Portrait von Christoph Brumme

Chris­toph Brumme ver­fasst Romane und Repor­ta­gen. Seit dem Früh­jahr 2016 lebt er in der ost­ukrai­ni­schen Stadt Poltawa.

Man muss leider sagen, dass Petro Poro­schenko und seine Ver­tre­ter in den Regio­nen mit bös­ar­ti­ger, „schwar­zer“ PR viel zu der ver­gif­te­ten Stim­mung zwi­schen den Wählern beider Kan­di­da­ten bei­getra­gen haben. Mit einem Sieg Selen­skyjs drohe „eine Revan­che Russ­lands“, ein neuer Maidan, erklärte etwa die Pres­se­stelle vom Block Poro­schenko in der zentral-ukrai­ni­schen Stadt Poltawa. Noch am Tag vor der Wahl wurden mas­sen­haft Zei­tun­gen und Wer­be­zet­tel ver­teilt, auf denen Selen­skyj als Kokser dar­ge­stellt wurde. Für den Fall seines Sieges wurde der „kata­stro­phale Zusam­men­bruch“ der Lan­des­wäh­rung pro­phe­zeit, das Ende des visa­freien Ver­kehrs nach Europa und die Beset­zung der Ukraine durch „grüne Männ­chen“ wie auf der Krim.
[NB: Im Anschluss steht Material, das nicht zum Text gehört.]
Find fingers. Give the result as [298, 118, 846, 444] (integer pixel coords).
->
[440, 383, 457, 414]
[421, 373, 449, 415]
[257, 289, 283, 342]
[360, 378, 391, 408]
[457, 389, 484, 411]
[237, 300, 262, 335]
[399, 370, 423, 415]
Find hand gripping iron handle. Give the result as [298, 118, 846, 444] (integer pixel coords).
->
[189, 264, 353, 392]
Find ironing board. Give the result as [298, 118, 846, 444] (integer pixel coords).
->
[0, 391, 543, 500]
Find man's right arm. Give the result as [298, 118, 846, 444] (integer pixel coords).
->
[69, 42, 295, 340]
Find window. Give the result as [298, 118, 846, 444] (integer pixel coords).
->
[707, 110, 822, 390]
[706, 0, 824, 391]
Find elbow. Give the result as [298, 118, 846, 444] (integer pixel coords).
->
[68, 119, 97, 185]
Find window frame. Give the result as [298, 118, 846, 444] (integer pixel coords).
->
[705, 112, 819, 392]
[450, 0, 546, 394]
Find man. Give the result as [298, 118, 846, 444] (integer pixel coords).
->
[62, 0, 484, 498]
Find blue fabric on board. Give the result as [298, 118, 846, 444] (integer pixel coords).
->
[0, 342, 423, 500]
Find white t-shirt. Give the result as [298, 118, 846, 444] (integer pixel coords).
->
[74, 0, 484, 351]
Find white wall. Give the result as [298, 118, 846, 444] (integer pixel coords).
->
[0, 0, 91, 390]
Noch heute kleben Zettel an Häu­ser­wän­den mit der Auf­for­de­rung „Збережи Украіну!, Behalte die Ukraine!“, dahin­ter ein rot durch­ge­stri­che­nes „Зе!“, Selen­skyjs Markenzeichen.
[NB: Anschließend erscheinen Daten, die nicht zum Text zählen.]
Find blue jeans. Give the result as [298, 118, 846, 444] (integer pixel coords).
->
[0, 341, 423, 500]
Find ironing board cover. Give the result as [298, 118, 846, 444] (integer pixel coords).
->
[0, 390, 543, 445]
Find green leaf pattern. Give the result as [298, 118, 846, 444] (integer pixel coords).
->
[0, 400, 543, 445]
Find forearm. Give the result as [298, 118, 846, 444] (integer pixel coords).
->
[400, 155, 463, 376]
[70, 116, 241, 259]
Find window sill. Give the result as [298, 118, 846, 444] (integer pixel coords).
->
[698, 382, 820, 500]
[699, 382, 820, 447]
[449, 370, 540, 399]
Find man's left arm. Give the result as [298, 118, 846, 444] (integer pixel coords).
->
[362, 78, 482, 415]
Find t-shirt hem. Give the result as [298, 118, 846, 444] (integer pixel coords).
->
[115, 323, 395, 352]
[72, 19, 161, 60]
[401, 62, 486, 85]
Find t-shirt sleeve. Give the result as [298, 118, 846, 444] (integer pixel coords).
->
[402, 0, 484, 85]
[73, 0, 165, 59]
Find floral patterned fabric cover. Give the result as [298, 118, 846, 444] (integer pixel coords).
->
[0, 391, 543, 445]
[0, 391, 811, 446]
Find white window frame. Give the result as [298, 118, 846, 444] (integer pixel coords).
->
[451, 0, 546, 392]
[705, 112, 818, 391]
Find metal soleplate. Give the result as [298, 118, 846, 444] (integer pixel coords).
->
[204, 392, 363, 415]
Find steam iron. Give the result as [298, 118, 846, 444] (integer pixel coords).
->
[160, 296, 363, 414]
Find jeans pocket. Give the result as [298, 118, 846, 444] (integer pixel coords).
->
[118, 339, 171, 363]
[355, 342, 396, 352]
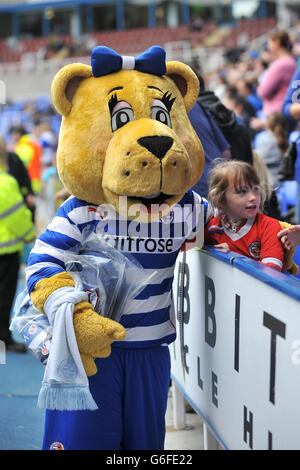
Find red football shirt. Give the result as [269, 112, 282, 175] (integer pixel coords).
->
[205, 214, 284, 272]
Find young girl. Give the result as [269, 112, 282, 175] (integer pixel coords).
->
[205, 160, 284, 272]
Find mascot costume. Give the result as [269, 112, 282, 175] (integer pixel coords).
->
[13, 46, 298, 450]
[18, 46, 207, 450]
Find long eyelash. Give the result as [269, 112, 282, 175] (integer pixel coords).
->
[108, 93, 118, 114]
[161, 91, 176, 112]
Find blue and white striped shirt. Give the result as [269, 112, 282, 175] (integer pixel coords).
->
[26, 191, 207, 348]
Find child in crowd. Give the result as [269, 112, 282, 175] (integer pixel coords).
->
[205, 160, 284, 272]
[277, 225, 300, 250]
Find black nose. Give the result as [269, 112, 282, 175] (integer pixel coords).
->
[138, 135, 173, 160]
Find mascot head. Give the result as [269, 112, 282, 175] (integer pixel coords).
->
[51, 46, 204, 220]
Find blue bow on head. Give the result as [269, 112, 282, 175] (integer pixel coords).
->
[91, 46, 166, 77]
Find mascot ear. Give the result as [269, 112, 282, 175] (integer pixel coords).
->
[51, 64, 92, 116]
[166, 61, 199, 111]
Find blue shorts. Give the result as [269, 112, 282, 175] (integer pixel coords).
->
[43, 346, 170, 450]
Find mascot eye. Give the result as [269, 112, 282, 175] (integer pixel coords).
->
[111, 101, 134, 132]
[151, 100, 172, 127]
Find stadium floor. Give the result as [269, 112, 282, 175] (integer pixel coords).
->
[0, 271, 203, 451]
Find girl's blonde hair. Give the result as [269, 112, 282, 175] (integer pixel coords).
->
[208, 159, 266, 211]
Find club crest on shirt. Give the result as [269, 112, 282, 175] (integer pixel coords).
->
[249, 241, 260, 259]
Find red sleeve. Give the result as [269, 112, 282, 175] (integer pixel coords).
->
[259, 216, 284, 272]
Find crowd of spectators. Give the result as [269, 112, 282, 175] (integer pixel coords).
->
[0, 21, 300, 227]
[190, 21, 300, 223]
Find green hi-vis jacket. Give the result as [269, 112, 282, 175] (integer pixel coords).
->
[0, 170, 34, 255]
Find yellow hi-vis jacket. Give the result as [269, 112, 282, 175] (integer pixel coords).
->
[0, 170, 34, 255]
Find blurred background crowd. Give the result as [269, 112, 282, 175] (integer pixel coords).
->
[0, 0, 300, 276]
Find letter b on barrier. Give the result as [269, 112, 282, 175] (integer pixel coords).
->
[205, 276, 217, 348]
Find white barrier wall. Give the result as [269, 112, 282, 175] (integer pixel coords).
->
[170, 250, 300, 450]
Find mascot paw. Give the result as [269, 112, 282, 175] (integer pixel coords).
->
[73, 303, 126, 376]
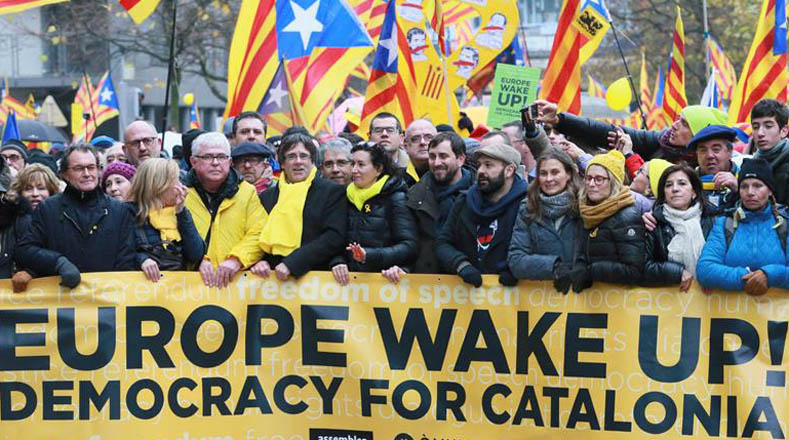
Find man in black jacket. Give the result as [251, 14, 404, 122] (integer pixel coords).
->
[15, 145, 136, 288]
[436, 144, 527, 287]
[252, 133, 348, 281]
[408, 132, 474, 273]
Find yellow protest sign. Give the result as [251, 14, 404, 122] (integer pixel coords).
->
[0, 272, 789, 440]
In allen his­to­ri­schen Bei­spie­len, die mir geläu­fig sind, haben Popu­lis­ten Par­la­ments- oder Prä­si­dent­schafts­wah­len nur mit knappen, meis­tens nur rela­ti­ven Mehr­hei­ten gewon­nen. Donald Trump erhielt in den USA 46 Prozent der Stimmen von 24 Prozent der Wahl­be­rech­tig­ten, Jair Bol­so­n­aro in Bra­si­lien 55 Prozent Stimmen, Rodrigo Duterte auf den Phili­pin­nen nur 39 Prozent, die Fünf-Sterne-Bewe­gung in Italien 33 Prozent. Eine rechts­po­pu­lis­ti­sche Partei wie die AfD in Deutsch­land kam mit 12,6 Prozent der Stimmen in den Bun­des­tag, laut Umfra­gen könnte sie bei den nächs­ten Wahlen in Ost­deutsch­land stärkste Partei werden und 23 Prozent errei­chen. Es würde zwar nicht helfen, die Wähler dieser Par­teien oder Prä­si­den­ten als Idioten zu bezeich­nen, aber ich hätte Ver­ständ­nis dafür.
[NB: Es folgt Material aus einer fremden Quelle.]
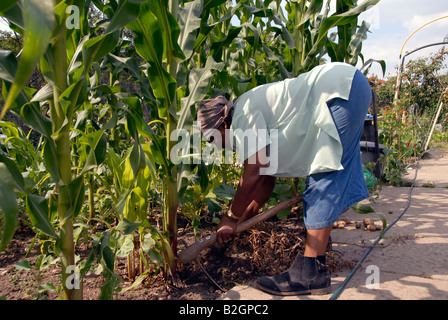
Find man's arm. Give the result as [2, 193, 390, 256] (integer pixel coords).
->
[218, 149, 276, 243]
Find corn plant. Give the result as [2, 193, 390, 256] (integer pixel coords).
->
[0, 0, 147, 299]
[0, 0, 379, 299]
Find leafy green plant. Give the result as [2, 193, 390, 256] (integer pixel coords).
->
[0, 0, 384, 299]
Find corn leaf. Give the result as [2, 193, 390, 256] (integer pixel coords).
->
[26, 194, 58, 239]
[0, 0, 55, 119]
[0, 0, 19, 12]
[0, 163, 19, 251]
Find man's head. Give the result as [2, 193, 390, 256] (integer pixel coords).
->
[197, 96, 233, 142]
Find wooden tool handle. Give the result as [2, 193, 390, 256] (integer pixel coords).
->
[178, 195, 303, 264]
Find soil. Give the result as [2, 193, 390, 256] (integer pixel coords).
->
[0, 210, 356, 300]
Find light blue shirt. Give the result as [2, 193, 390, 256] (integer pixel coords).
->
[230, 63, 357, 177]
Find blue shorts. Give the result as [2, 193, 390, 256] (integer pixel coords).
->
[303, 71, 372, 229]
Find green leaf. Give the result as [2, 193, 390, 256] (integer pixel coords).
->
[177, 56, 224, 129]
[0, 0, 19, 12]
[301, 0, 380, 71]
[0, 154, 25, 192]
[116, 234, 134, 258]
[0, 50, 35, 112]
[179, 0, 203, 59]
[104, 0, 146, 34]
[117, 218, 142, 234]
[0, 0, 55, 119]
[128, 2, 177, 118]
[67, 175, 85, 217]
[0, 163, 19, 251]
[213, 184, 236, 200]
[26, 194, 58, 239]
[82, 31, 120, 76]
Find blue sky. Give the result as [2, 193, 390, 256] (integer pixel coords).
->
[360, 0, 448, 76]
[0, 0, 448, 76]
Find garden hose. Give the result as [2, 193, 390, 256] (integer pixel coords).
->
[330, 152, 424, 300]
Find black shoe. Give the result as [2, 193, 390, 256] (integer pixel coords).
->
[257, 254, 331, 296]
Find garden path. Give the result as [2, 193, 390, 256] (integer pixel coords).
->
[221, 149, 448, 300]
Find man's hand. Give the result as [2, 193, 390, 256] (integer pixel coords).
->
[217, 216, 236, 244]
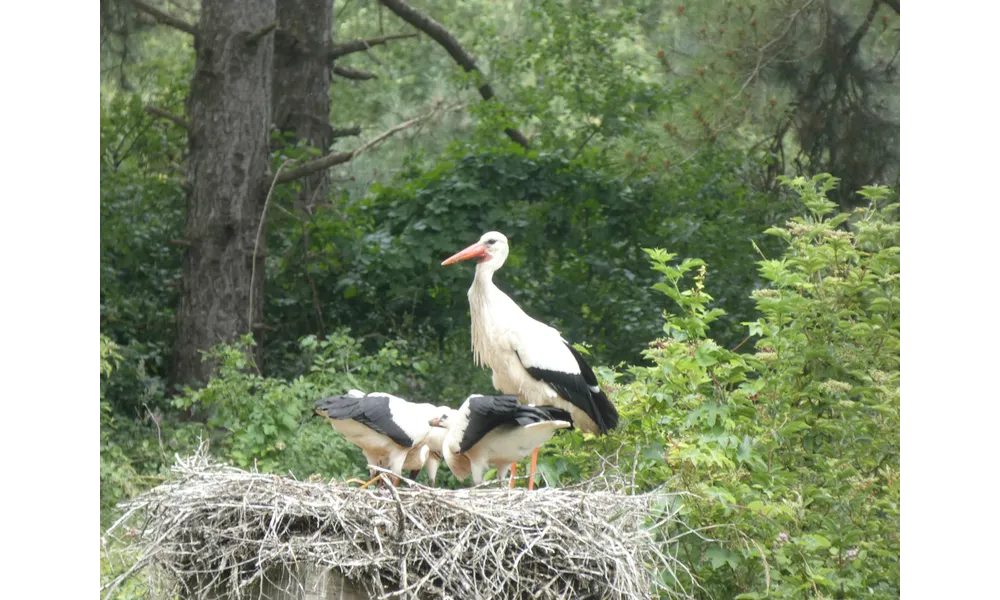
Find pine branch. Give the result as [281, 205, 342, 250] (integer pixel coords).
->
[327, 33, 418, 60]
[130, 0, 198, 36]
[331, 125, 361, 138]
[379, 0, 531, 148]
Aber ange­sichts von 72 Prozent der Wäh­ler­stim­men und in manchen Wahl­be­zir­ken weit über 80 Prozent erscheint es mir pein­lich, ver­rückt und grotesk, dass die Wahl­ver­lie­rer in diesen Ergeb­nis­sen eine Kata­stro­phe sehen und als Erklä­rung Verrat und Fein­schaft gegen das eigene Volk anbieten.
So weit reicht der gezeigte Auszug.